Crucially, the feedback stimulus presented in the learning phase was ambiguous and provided two types of feedback. On the one hand, there was a relevant feedback that validly indicated whether the response was correct or not. On the other hand, there was an irrelevant feedback that also provided information about the correctness of the response, but this

information was valid on half of the trials only. Participants knew at any time which feedback was relevant and which was irrelevant. To ensure that the irrelevant feedback was still

processed under these conditions, relevant and irrelevant feedback was realized using Stroop stimuli (Stroop, 1935), that is, colored words whose meaning also referred to a color (e.g., the

word BLUE in yellow color). In the present case, the relevant feedback dimension was the word color (e.g., blue for correct, yellow for incorrect), whereas the irrelevant feedback was the word meaning, which could be valid or invalid depending on whether it referred to the same (e.g., BLUE in blue color) or to the alternative color (e.g., YELLOW in blue color).

A first question was whether the irrelevant feedback has a detrimental effect on learning from relevant feedback, even if participants know that the word is irrelevant. The advantage of using Stroop stimuli is that it is virtually impossible to ignore the word meaning, which is demonstrated by the finding that speeded naming of the color is typically strongly affected by the nature of the word (Stroop effect; for a review, see MacLeod, 1991). However, even if the word is encoded automatically and even if this delays the identification of the color, this does not necessarily imply that it also impairs learning from feedback provided by the color. To examine whether this is the case, we first analyzed whether performance in the test phase was impaired if the feedback stimulus in the learning phase contained an invalid word as compared to when it contained a valid word.

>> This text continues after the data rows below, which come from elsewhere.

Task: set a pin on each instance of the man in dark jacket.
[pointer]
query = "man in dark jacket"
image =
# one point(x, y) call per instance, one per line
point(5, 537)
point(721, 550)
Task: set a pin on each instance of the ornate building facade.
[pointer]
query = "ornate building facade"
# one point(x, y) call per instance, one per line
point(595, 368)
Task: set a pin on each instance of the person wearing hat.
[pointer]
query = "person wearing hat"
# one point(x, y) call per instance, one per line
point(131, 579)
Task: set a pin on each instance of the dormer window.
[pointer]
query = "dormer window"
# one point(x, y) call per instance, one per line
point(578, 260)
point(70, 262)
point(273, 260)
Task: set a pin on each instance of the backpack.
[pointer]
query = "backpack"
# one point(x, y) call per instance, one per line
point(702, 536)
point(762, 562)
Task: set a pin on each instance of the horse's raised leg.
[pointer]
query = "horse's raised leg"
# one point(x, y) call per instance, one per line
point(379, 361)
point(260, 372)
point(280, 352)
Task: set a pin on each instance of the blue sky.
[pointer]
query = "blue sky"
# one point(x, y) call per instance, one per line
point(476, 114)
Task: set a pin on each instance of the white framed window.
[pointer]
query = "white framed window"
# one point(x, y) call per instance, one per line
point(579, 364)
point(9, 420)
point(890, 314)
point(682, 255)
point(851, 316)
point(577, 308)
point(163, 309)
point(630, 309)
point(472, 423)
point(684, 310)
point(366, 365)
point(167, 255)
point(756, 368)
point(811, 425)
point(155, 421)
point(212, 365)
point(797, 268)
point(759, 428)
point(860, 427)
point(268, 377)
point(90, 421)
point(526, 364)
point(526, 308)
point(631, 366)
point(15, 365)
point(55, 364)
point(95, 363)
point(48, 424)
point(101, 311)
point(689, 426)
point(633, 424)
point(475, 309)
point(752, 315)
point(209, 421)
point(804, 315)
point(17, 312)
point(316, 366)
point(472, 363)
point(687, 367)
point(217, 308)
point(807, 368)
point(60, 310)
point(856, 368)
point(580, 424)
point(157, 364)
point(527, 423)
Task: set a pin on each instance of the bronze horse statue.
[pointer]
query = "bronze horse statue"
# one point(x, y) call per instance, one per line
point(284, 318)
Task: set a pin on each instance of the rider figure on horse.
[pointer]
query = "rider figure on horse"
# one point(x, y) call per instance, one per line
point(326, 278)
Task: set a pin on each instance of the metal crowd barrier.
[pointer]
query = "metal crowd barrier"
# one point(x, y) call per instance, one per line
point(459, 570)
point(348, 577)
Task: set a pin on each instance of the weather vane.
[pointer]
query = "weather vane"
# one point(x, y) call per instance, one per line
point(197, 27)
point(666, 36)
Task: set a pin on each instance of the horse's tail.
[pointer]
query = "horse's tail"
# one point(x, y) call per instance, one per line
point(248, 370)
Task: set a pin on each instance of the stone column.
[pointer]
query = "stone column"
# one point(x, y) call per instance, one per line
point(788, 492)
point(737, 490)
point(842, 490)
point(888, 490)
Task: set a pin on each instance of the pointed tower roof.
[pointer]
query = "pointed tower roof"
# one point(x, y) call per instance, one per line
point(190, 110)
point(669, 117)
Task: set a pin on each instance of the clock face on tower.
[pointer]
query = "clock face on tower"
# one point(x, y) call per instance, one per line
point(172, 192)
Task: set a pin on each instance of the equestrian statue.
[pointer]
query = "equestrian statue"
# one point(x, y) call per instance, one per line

Provided that such an effect exists, a second question was whether the detrimental effect of irrelevant feedback reflects either learning from irrelevant feedback, or impaired learning from relevant feedback, or both. To examine this, we analyzed feedback-locked ERPs elicited by the relevant and the irrelevant feedback dimension. To distinguish between ERPs elicited by words and colors, we separated the onsets of the two stimulus dimensions by first presenting the word in a neutral color, and after a delay, turning this neutral color into a color associated with positive or negative feedback. While this procedure has been shown to preserve the automatic encoding of the word (Glaser & Glaser, 1982), it allows for

distinguishing ERPs elicited by the word onset from ERPs elicited by the color onset.

We hypothesized that if irrelevant feedback triggers learning, this should become evident from ERPs elicited by the irrelevant word. For instance, the irrelevant feedback might evoke an FRN that is larger for words associated with negative feedback than for words associated with positive feedback, thus indicating reinforcement triggered by the irrelevant feedback. In contrast, if irrelevant feedback impairs learning from relevant feedback, the meaning of the word should affect ERPs elicited by the relevant color. Depending on whether reinforcement learning or feedback evaluation is affected, the FRN or the P300 following the relevant color should be enhanced when the word provided valid feedback but should be reduced when the word provided invalid feedback.